Saturday 6 June 2020

Shirley (Movie Review)

After that poor excuse for entertainment I reviewed yesterday, I was in need of some good-natured palate cleansing. Lucky for me, Shirley had also been released on video-on-demand (VOD). The movie made a splash at the Sundance Film Festival earlier this year, where it won its director, Josephine Decker, a U.S. Dramatic Special Jury Award for Autuer Filmmaking. So, yes, it sounded like just what I needed right now.

The film stars Elisabeth Moss as the eponymous writer, Shirley Jackson. Like most writers of renown, Shirley is considered by many to be very eccentric. She barely steps out of her home, preferring to spend most of days trying to complete her latest work. But after she and her husband, Stanley (Michael Stuhlbarg), welcome a young couple into their home, their arrival turns out to be just the spark she needed to get her creative juices flowing again.

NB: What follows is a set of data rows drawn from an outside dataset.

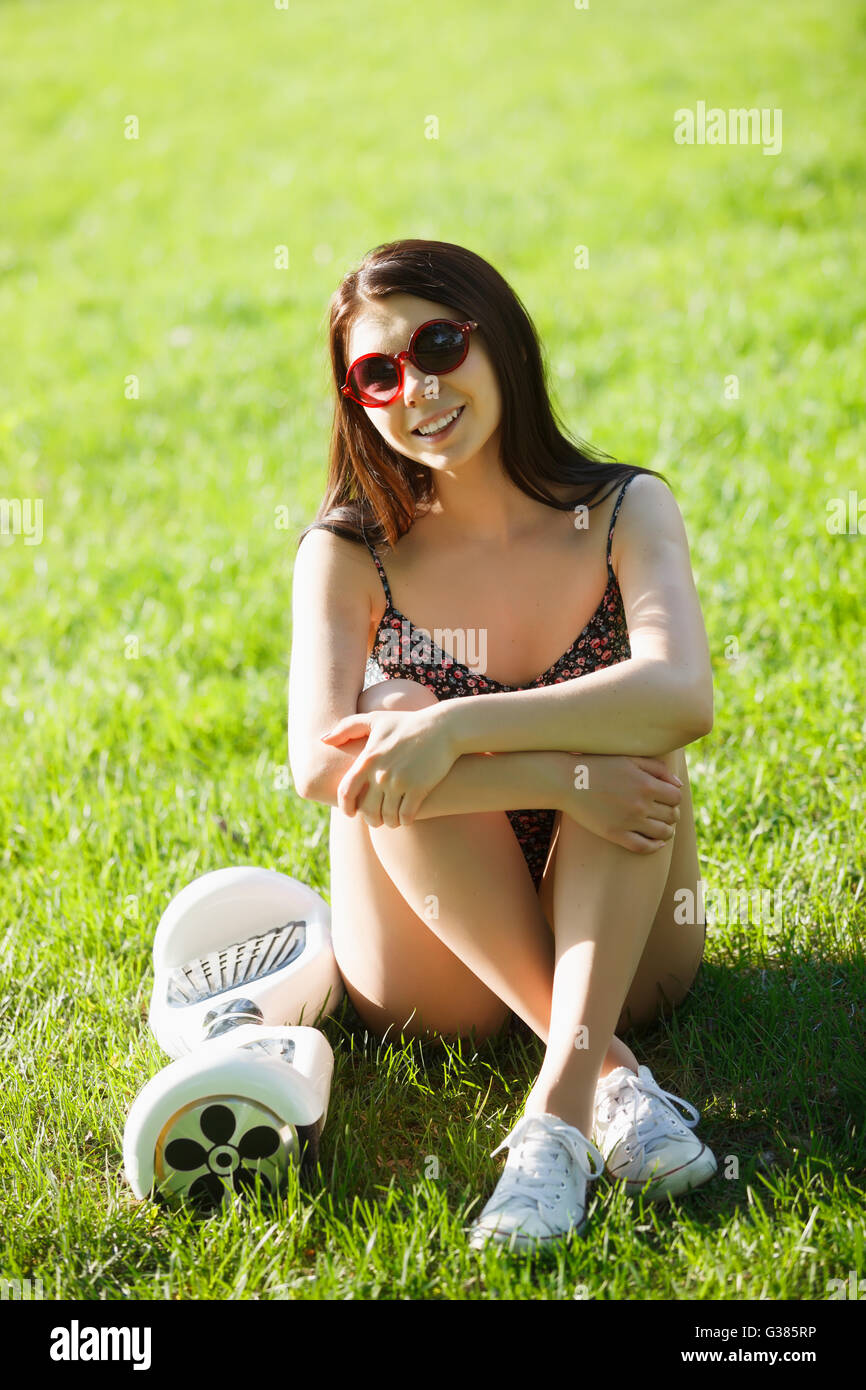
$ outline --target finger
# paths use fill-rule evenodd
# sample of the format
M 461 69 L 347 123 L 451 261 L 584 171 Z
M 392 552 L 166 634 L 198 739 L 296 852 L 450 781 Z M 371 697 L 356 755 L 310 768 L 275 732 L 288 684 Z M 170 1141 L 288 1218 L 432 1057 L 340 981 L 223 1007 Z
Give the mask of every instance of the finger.
M 400 801 L 403 799 L 403 792 L 389 781 L 388 773 L 382 767 L 375 771 L 374 781 L 377 791 L 382 794 L 382 824 L 388 826 L 389 830 L 396 830 L 400 824 Z
M 359 768 L 357 763 L 354 763 L 337 787 L 337 805 L 344 816 L 355 815 L 358 810 L 358 801 L 363 797 L 367 786 L 368 774 L 366 769 Z
M 418 813 L 420 801 L 410 801 L 408 796 L 404 796 L 400 802 L 400 824 L 414 825 L 415 816 Z
M 392 830 L 396 830 L 400 825 L 400 803 L 402 800 L 403 793 L 394 790 L 386 793 L 382 800 L 382 819 Z
M 623 849 L 631 850 L 633 854 L 655 854 L 656 850 L 661 849 L 664 840 L 649 840 L 646 835 L 639 835 L 636 830 L 627 830 L 623 840 Z
M 656 781 L 650 788 L 654 801 L 660 801 L 665 806 L 679 806 L 683 799 L 683 794 L 679 787 L 674 787 L 670 782 Z
M 382 828 L 385 822 L 382 816 L 382 793 L 378 787 L 368 787 L 359 804 L 359 811 L 371 830 Z
M 663 841 L 672 840 L 677 829 L 675 825 L 666 825 L 664 821 L 655 820 L 653 817 L 647 819 L 646 827 L 645 834 L 651 836 L 654 840 Z
M 377 768 L 373 774 L 373 781 L 376 785 L 376 792 L 380 797 L 381 824 L 388 826 L 390 830 L 395 829 L 400 824 L 398 811 L 400 798 L 403 795 L 400 791 L 395 791 L 393 784 L 388 780 L 388 774 L 384 768 Z
M 654 802 L 652 813 L 656 820 L 663 820 L 665 825 L 676 825 L 680 818 L 679 806 L 665 806 L 661 801 Z
M 681 787 L 683 784 L 675 772 L 671 772 L 660 758 L 635 758 L 645 772 L 651 772 L 653 777 L 658 777 L 662 782 L 670 782 L 672 786 Z
M 370 733 L 370 720 L 366 714 L 350 714 L 345 719 L 338 719 L 333 729 L 329 729 L 326 734 L 320 734 L 322 743 L 340 744 L 346 743 L 352 738 L 363 738 Z

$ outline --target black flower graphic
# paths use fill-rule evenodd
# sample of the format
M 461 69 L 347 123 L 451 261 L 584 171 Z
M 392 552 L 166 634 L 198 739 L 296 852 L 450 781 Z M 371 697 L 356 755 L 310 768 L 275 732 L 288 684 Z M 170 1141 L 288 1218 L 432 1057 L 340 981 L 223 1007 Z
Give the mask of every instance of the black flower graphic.
M 271 1158 L 280 1147 L 280 1135 L 271 1125 L 255 1125 L 232 1142 L 236 1120 L 227 1105 L 212 1104 L 199 1118 L 204 1142 L 196 1139 L 172 1139 L 165 1147 L 165 1162 L 181 1173 L 194 1173 L 206 1168 L 189 1186 L 186 1196 L 196 1206 L 218 1206 L 231 1188 L 235 1192 L 250 1192 L 259 1180 L 266 1192 L 274 1184 L 258 1167 L 245 1168 L 245 1163 Z

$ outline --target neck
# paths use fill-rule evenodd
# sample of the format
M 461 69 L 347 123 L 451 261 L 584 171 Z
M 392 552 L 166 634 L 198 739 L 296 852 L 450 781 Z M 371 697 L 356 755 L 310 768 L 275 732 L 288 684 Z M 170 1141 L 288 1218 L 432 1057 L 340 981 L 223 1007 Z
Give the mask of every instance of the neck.
M 506 547 L 549 512 L 512 483 L 495 440 L 456 467 L 434 469 L 434 498 L 425 516 L 436 519 L 441 538 Z

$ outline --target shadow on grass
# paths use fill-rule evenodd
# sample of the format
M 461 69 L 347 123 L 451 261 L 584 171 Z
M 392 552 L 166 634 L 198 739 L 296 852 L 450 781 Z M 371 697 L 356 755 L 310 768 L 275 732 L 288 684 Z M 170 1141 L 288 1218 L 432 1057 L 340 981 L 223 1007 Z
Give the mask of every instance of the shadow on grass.
M 695 1215 L 701 1205 L 714 1215 L 739 1207 L 749 1182 L 804 1164 L 863 1178 L 864 1001 L 866 967 L 856 955 L 705 962 L 669 1017 L 622 1035 L 658 1084 L 700 1113 L 719 1168 L 690 1196 Z M 389 1177 L 411 1186 L 443 1153 L 455 1195 L 498 1173 L 489 1154 L 519 1117 L 544 1056 L 522 1020 L 512 1017 L 478 1046 L 394 1030 L 380 1039 L 347 999 L 323 1027 L 337 1058 L 323 1158 L 343 1147 L 348 1126 L 356 1162 L 364 1154 L 350 1167 L 365 1195 Z
M 658 1084 L 699 1110 L 699 1133 L 716 1155 L 716 1177 L 678 1199 L 696 1231 L 718 1233 L 747 1206 L 750 1188 L 770 1208 L 796 1202 L 799 1210 L 804 1194 L 829 1190 L 836 1177 L 862 1181 L 864 998 L 866 970 L 856 952 L 838 961 L 705 963 L 670 1017 L 624 1035 Z M 443 1210 L 458 1225 L 473 1219 L 498 1180 L 503 1155 L 491 1154 L 522 1112 L 544 1055 L 541 1040 L 516 1018 L 478 1046 L 471 1038 L 401 1039 L 393 1031 L 380 1039 L 348 996 L 320 1026 L 335 1070 L 318 1165 L 301 1178 L 301 1204 L 316 1209 L 310 1231 L 324 1220 L 322 1230 L 336 1222 L 366 1232 L 377 1213 L 388 1226 L 395 1211 L 414 1213 L 410 1228 L 428 1218 L 435 1226 L 433 1213 Z M 288 1230 L 298 1195 L 282 1197 L 267 1220 L 276 1215 Z M 666 1245 L 671 1218 L 664 1210 L 656 1227 L 649 1204 L 632 1202 L 606 1180 L 591 1203 L 597 1234 L 622 1225 L 624 1206 L 632 1213 L 627 1226 L 649 1222 L 637 1227 L 648 1247 Z M 107 1265 L 150 1277 L 178 1239 L 194 1242 L 195 1220 L 148 1211 L 147 1203 L 134 1207 L 138 1214 L 121 1236 L 110 1220 L 88 1232 L 91 1259 L 102 1255 L 94 1289 Z M 84 1217 L 82 1225 L 92 1222 Z M 307 1243 L 301 1240 L 296 1255 L 304 1267 L 314 1260 L 316 1237 L 309 1251 Z M 91 1283 L 83 1274 L 79 1287 Z

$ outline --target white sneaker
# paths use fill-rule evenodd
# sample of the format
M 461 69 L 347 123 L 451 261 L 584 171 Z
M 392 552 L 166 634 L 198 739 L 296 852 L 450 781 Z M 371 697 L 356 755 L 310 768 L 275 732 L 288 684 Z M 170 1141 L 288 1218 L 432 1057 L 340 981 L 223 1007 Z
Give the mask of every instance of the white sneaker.
M 690 1116 L 679 1115 L 674 1105 Z M 715 1158 L 691 1132 L 699 1118 L 688 1101 L 661 1089 L 649 1067 L 637 1075 L 617 1067 L 596 1088 L 592 1137 L 608 1175 L 630 1196 L 646 1188 L 652 1202 L 700 1187 L 715 1173 Z
M 469 1236 L 510 1250 L 552 1245 L 586 1225 L 586 1185 L 604 1172 L 594 1144 L 557 1115 L 524 1115 L 493 1150 L 510 1150 L 493 1196 Z M 595 1171 L 589 1166 L 592 1158 Z

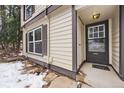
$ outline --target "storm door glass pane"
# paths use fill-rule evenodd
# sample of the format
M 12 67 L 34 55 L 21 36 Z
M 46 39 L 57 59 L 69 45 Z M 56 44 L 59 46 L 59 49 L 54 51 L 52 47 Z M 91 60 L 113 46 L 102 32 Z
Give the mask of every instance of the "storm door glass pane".
M 89 39 L 93 38 L 93 28 L 88 28 L 88 38 Z
M 93 38 L 93 34 L 89 34 L 89 38 Z
M 89 28 L 89 33 L 93 33 L 93 28 Z
M 104 32 L 99 32 L 99 37 L 103 38 L 104 37 Z
M 99 31 L 103 31 L 104 30 L 104 26 L 99 26 Z
M 88 40 L 88 51 L 90 52 L 105 52 L 105 39 Z
M 94 38 L 98 38 L 98 33 L 94 33 Z
M 98 33 L 98 27 L 94 27 L 94 32 Z

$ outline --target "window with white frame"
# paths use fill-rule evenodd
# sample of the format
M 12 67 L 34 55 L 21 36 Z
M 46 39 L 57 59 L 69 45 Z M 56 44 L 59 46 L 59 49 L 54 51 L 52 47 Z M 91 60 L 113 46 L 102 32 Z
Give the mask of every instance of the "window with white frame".
M 25 19 L 29 19 L 34 13 L 34 5 L 25 5 Z
M 42 28 L 28 32 L 28 52 L 42 54 Z
M 91 26 L 88 28 L 88 39 L 105 38 L 105 25 Z

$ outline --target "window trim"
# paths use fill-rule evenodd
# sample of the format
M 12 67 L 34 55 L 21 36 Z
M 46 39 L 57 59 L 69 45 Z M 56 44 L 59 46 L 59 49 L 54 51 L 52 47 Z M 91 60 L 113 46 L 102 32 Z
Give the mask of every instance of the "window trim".
M 35 41 L 35 31 L 36 31 L 37 29 L 41 29 L 41 40 L 36 40 L 36 41 Z M 36 52 L 35 52 L 35 42 L 43 42 L 42 30 L 43 30 L 42 26 L 39 26 L 39 27 L 36 27 L 36 28 L 34 28 L 34 29 L 32 29 L 32 30 L 30 30 L 30 31 L 27 32 L 27 37 L 28 37 L 28 39 L 27 39 L 27 40 L 28 40 L 28 42 L 27 42 L 27 43 L 28 43 L 28 46 L 27 46 L 28 49 L 27 49 L 27 50 L 28 50 L 28 53 L 42 56 L 42 53 L 36 53 Z M 33 41 L 29 41 L 29 33 L 30 33 L 30 32 L 33 32 Z M 30 51 L 29 51 L 29 43 L 33 43 L 33 52 L 30 52 Z

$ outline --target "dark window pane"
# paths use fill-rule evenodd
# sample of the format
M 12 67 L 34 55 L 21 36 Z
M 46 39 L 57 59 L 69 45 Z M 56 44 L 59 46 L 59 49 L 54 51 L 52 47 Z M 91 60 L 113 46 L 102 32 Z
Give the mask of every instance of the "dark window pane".
M 104 32 L 99 32 L 99 37 L 104 37 Z
M 103 26 L 99 26 L 99 31 L 103 31 Z
M 98 32 L 98 27 L 95 27 L 94 28 L 94 32 Z
M 33 32 L 29 33 L 29 41 L 33 41 Z
M 33 52 L 33 48 L 34 48 L 33 43 L 29 43 L 29 52 Z
M 94 37 L 98 37 L 98 33 L 94 33 Z
M 89 28 L 89 33 L 93 33 L 93 28 Z
M 42 53 L 42 42 L 35 42 L 35 52 Z
M 30 6 L 26 5 L 26 18 L 27 19 L 32 16 L 33 12 L 34 12 L 33 5 L 30 5 Z
M 89 38 L 93 38 L 93 34 L 89 34 Z
M 35 40 L 41 40 L 41 28 L 35 30 Z
M 26 18 L 29 18 L 31 15 L 32 15 L 32 10 L 31 10 L 31 6 L 29 6 L 29 7 L 26 9 Z

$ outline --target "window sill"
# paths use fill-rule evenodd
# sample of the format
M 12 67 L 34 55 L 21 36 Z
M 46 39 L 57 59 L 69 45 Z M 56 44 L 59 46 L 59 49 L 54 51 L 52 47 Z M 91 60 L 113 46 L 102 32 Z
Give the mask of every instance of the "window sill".
M 39 54 L 39 53 L 34 53 L 34 52 L 27 52 L 28 54 L 31 54 L 31 55 L 36 55 L 36 56 L 41 56 L 41 57 L 43 57 L 43 55 L 42 54 Z

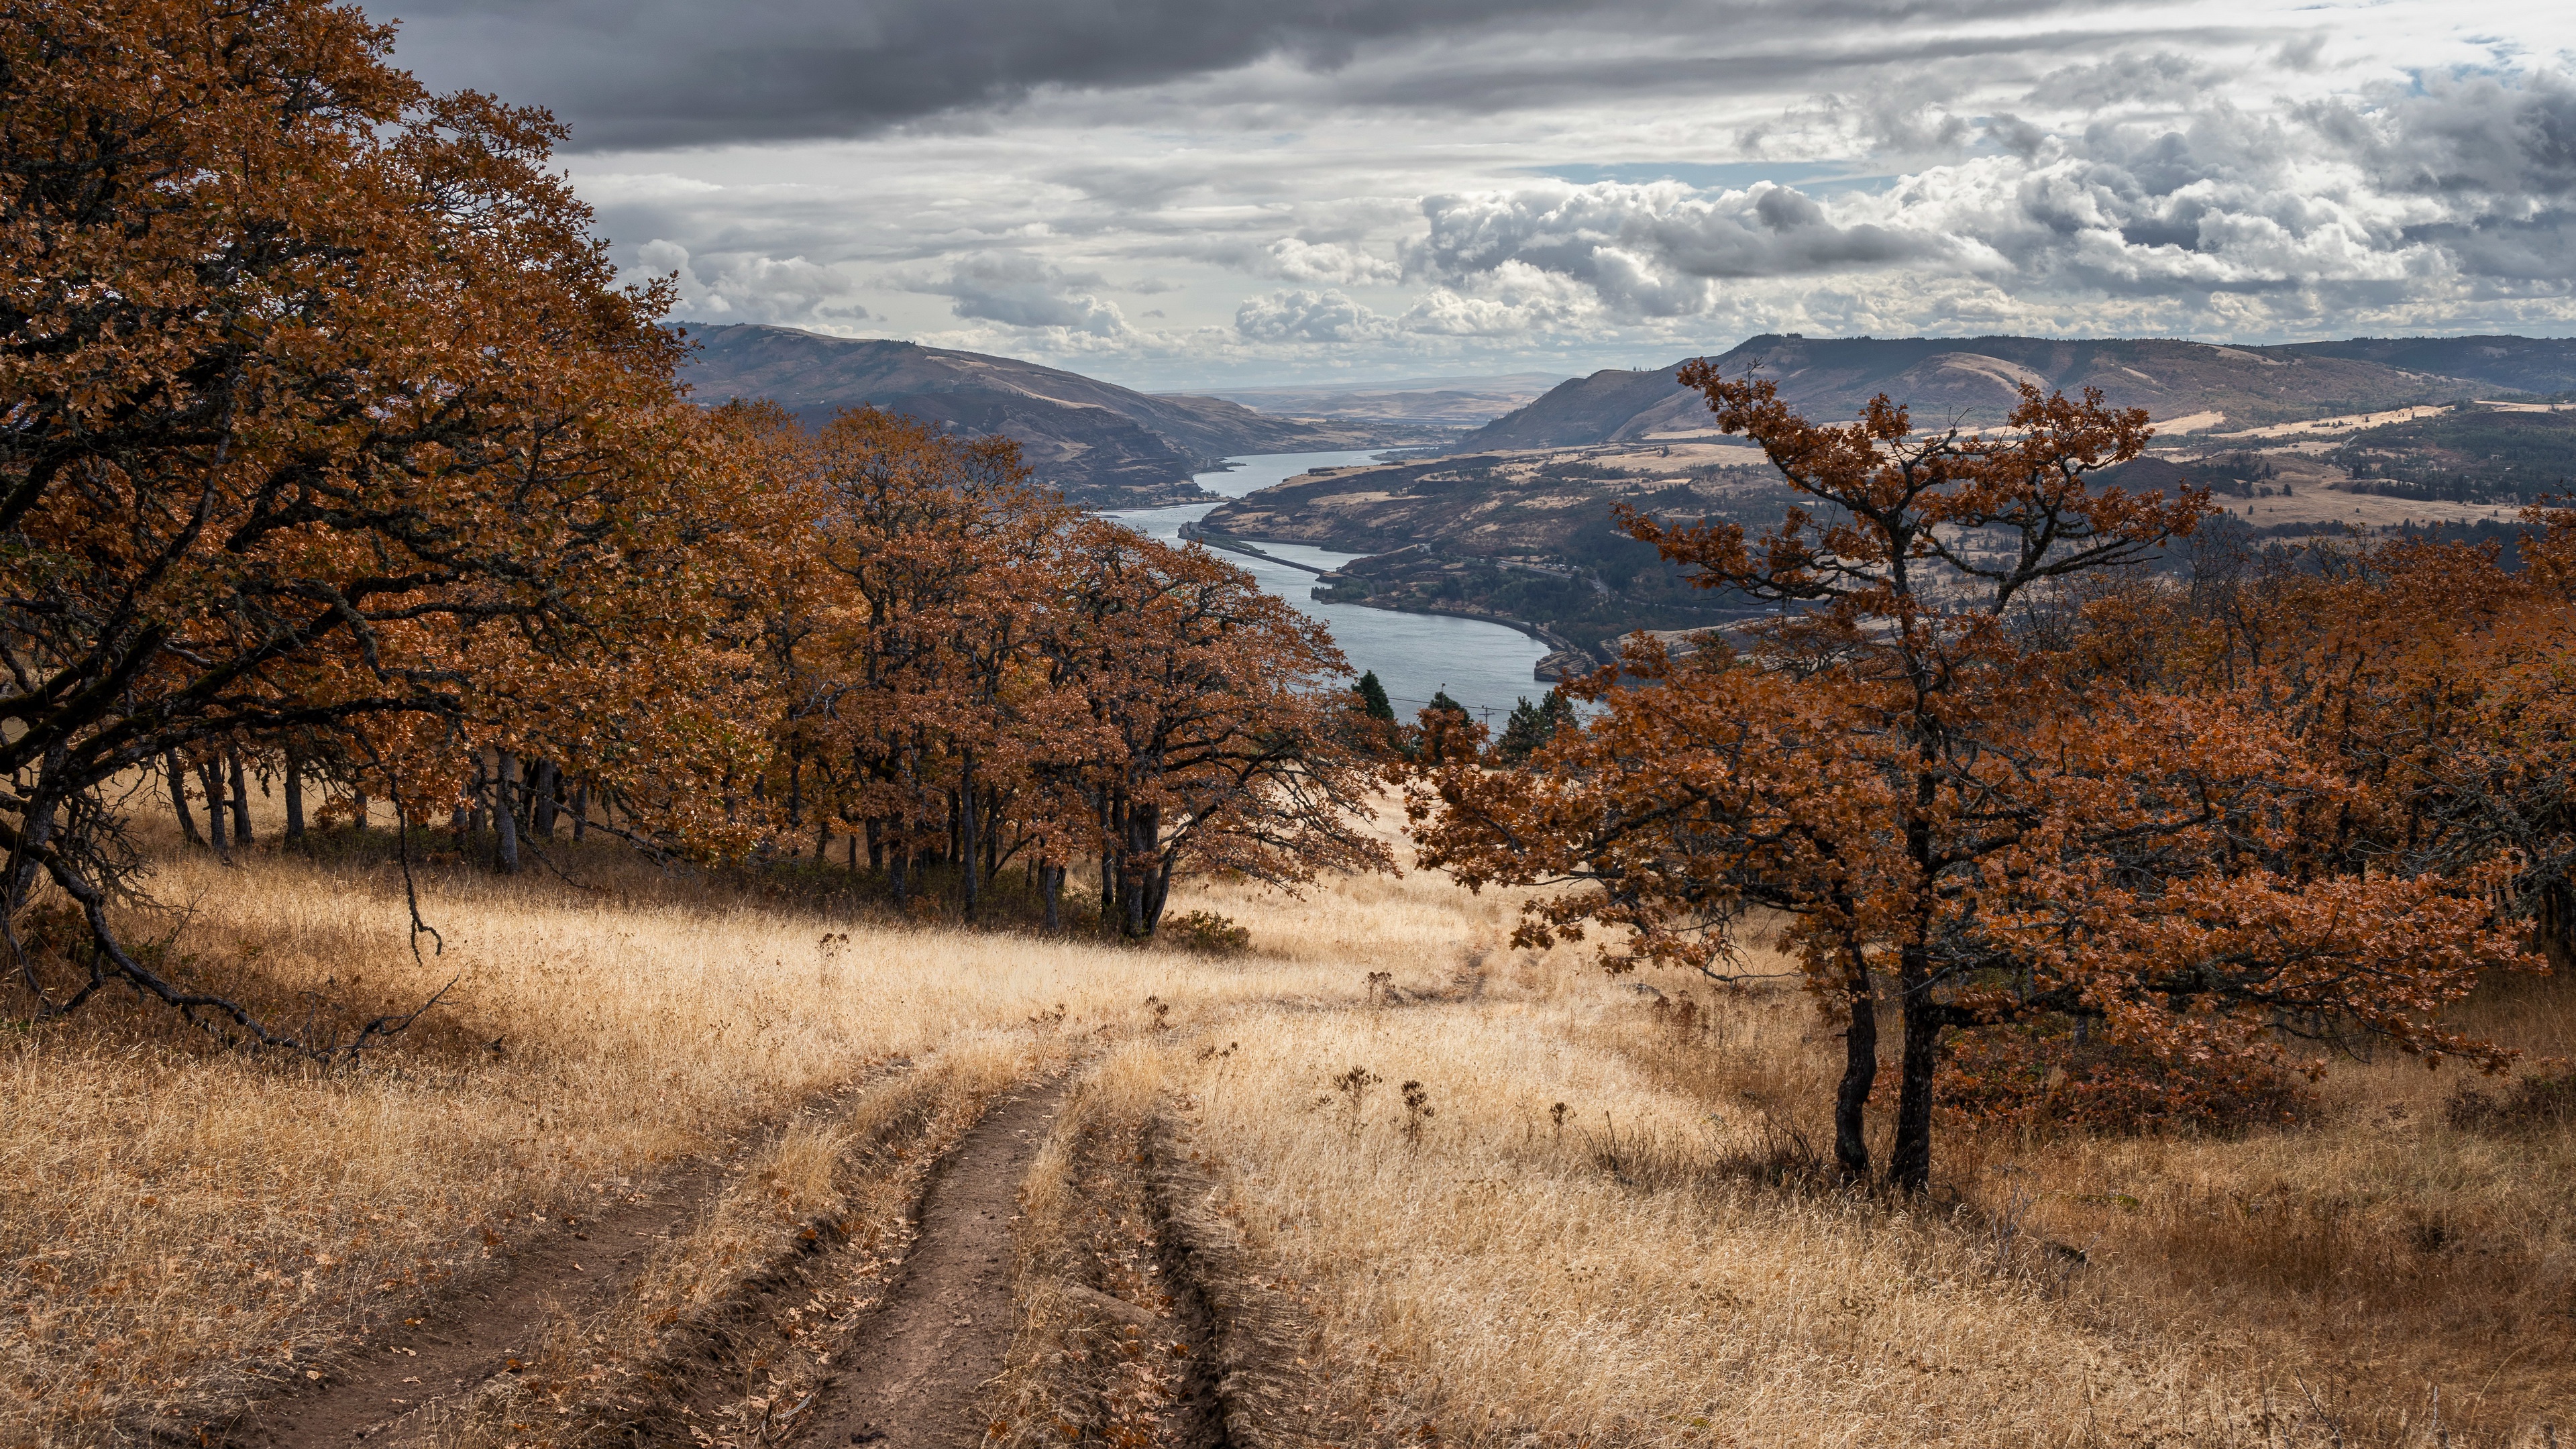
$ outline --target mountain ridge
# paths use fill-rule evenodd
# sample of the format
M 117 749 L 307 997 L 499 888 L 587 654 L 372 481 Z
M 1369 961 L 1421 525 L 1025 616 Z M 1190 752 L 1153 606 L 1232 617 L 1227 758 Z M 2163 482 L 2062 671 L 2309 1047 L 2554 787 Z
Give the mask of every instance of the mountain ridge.
M 2504 336 L 2352 338 L 2237 347 L 2167 338 L 1815 338 L 1765 333 L 1711 359 L 1771 378 L 1819 420 L 1856 414 L 1885 392 L 1924 420 L 2000 421 L 2015 384 L 2093 386 L 2117 407 L 2207 429 L 2466 400 L 2495 391 L 2576 390 L 2576 339 Z M 1605 369 L 1561 383 L 1459 440 L 1460 452 L 1639 442 L 1710 431 L 1681 364 Z M 2181 431 L 2181 430 L 2177 430 Z
M 1063 368 L 891 338 L 691 326 L 681 377 L 702 401 L 769 398 L 808 426 L 872 406 L 1018 440 L 1041 482 L 1093 507 L 1197 502 L 1224 458 L 1419 441 L 1418 430 L 1274 417 L 1222 398 L 1137 392 Z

On the flip side of the equation are Rose and Fred Nemser, the young couple played by Odessa Young and Logan Lerman respectively. They move in with the wide-eyed ambition of starting a life together in someplace new, with Fred hoping to get tenure at Stanley's university. But things take an unexpected turn after Stanley requests that Rose help look after their home, and by extension, his wife, Shirley.

As far as autobiographical dramas go, Shirley is an unconventional take that succeeds in ways that recent efforts like Capone just couldn't. Much like that other film, it attempts to blur the lines between fact and fiction, even employing literary devices that mirror the kind of stories its protagonist was renowned for. The fact that viewers are never left scratching their heads is a testament to its direction and screenplay, areas where that other movie fell flat.

But none of that would have come across as strongly as it did if it wasn't for the mesmerizing performance at the heart of the movie. Elisabeth Moss might have already proven her acting chops in The Invisible Man, but her performance here is very much deserving of an Academy Award consideration. And she isn't even the only standout, not with Michael Stuhlbarg and Odessa Young serving as capable foils.

It's too early to talk Oscar considerations, especially now that the movie industry is in a state of uncertainty with most theaters still being closed. But when that time comes, I'll be surprised if Elisabeth Moss isn't at least mentioned as one of the frontrunners for Best Actress. But come what may, Shirley contains one of the year's most buzz-worthy performances so far, and it is worth experiencing for that reason alone.


  1. Not my kind of film but glad you finally got to see something decent. Our theaters better be open late July when the big releases start rolling out again.

    1. No word over here about reopening yet, but we should be getting a drive-in pretty soon. Hopefully in time for TENET. Fingers crossed either way.